InternationalInvesting

The mortgage rate counter-move: Here’s what it means

  • The last couple of weeks have been disconcerting -- how have we seen such a huge decline in rates without a bounce-back?
  • Last week, rates had several propellants to jump, most of them from overseas: The U.S. economy is OK; Europe is not.

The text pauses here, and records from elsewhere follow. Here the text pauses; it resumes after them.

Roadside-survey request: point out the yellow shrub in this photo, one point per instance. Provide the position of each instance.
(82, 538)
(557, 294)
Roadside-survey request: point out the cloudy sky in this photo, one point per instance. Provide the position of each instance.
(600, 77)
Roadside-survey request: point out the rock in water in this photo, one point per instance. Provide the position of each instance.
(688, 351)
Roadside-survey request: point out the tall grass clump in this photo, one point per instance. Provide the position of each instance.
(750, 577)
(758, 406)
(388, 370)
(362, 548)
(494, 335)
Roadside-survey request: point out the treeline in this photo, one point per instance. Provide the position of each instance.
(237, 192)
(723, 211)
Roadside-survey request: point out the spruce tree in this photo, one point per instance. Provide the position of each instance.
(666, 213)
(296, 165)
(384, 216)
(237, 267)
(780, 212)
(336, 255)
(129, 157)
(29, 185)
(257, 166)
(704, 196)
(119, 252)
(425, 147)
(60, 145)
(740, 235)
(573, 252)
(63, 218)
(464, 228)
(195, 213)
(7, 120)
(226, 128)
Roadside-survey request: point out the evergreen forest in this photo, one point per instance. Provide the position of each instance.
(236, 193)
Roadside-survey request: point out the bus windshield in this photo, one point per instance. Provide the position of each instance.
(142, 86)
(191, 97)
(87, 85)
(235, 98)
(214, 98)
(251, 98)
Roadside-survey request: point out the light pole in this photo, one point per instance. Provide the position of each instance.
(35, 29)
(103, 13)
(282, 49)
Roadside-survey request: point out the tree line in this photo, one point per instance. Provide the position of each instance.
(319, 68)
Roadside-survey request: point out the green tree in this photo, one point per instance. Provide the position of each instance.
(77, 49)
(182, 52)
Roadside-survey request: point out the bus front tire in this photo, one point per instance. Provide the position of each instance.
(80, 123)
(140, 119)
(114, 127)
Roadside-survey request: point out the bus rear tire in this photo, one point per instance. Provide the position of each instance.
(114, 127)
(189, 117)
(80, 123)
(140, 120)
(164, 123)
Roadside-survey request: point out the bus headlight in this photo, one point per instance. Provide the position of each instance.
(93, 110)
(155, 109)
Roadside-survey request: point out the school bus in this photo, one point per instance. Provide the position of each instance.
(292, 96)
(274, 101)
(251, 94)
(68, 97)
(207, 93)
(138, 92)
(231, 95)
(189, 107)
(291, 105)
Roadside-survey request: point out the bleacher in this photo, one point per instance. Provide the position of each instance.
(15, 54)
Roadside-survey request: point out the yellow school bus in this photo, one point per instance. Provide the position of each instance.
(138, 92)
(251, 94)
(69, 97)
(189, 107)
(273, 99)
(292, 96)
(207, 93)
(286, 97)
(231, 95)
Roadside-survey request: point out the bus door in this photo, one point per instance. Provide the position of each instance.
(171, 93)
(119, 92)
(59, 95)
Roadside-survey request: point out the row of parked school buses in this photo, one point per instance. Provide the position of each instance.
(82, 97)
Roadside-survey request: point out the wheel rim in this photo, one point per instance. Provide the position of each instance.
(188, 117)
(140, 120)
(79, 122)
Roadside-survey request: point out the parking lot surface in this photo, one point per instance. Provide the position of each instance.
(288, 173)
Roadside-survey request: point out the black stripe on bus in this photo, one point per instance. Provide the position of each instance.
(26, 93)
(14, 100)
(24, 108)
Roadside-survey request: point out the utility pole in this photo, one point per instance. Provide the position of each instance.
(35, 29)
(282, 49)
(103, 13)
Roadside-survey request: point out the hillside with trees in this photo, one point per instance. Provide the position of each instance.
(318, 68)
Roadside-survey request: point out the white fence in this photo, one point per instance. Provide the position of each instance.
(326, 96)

Learn the New Luxury Playbook at Luxury Connect | October 18-19 at the Beverly Hills Hotel

It is reassuring when the world behaves as it should. The last couple of weeks have been disconcerting -- how have we seen such a huge decline in rates without a bounce-back? It’s okay now. Rates are rising. The jump last week had several propellants. The first is simply the nature of markets: any big move begets a counter-move. In 10-year T-note terms, from June 1 at 1.83 percent down to 1.36 percent (July 8) and now back up to 1.59 percent. In mortgage rate terms, 3.625 percent to 3.25 percent (for about an hour), back to 3.50 percent. However, that “retracement” does not answer the questions everyone has: Will we go back down, and if so, when? Economic data says “not soon": Since the rate plunge intensified upon Brexit, essentially every new U.S. point of data has been stronger than estimated -- jobs, Institute of Supply Management (ISM) indices, small business, retail sales, the works. The full answer lies overseas. U.S. 10-year Treasurys and German 10...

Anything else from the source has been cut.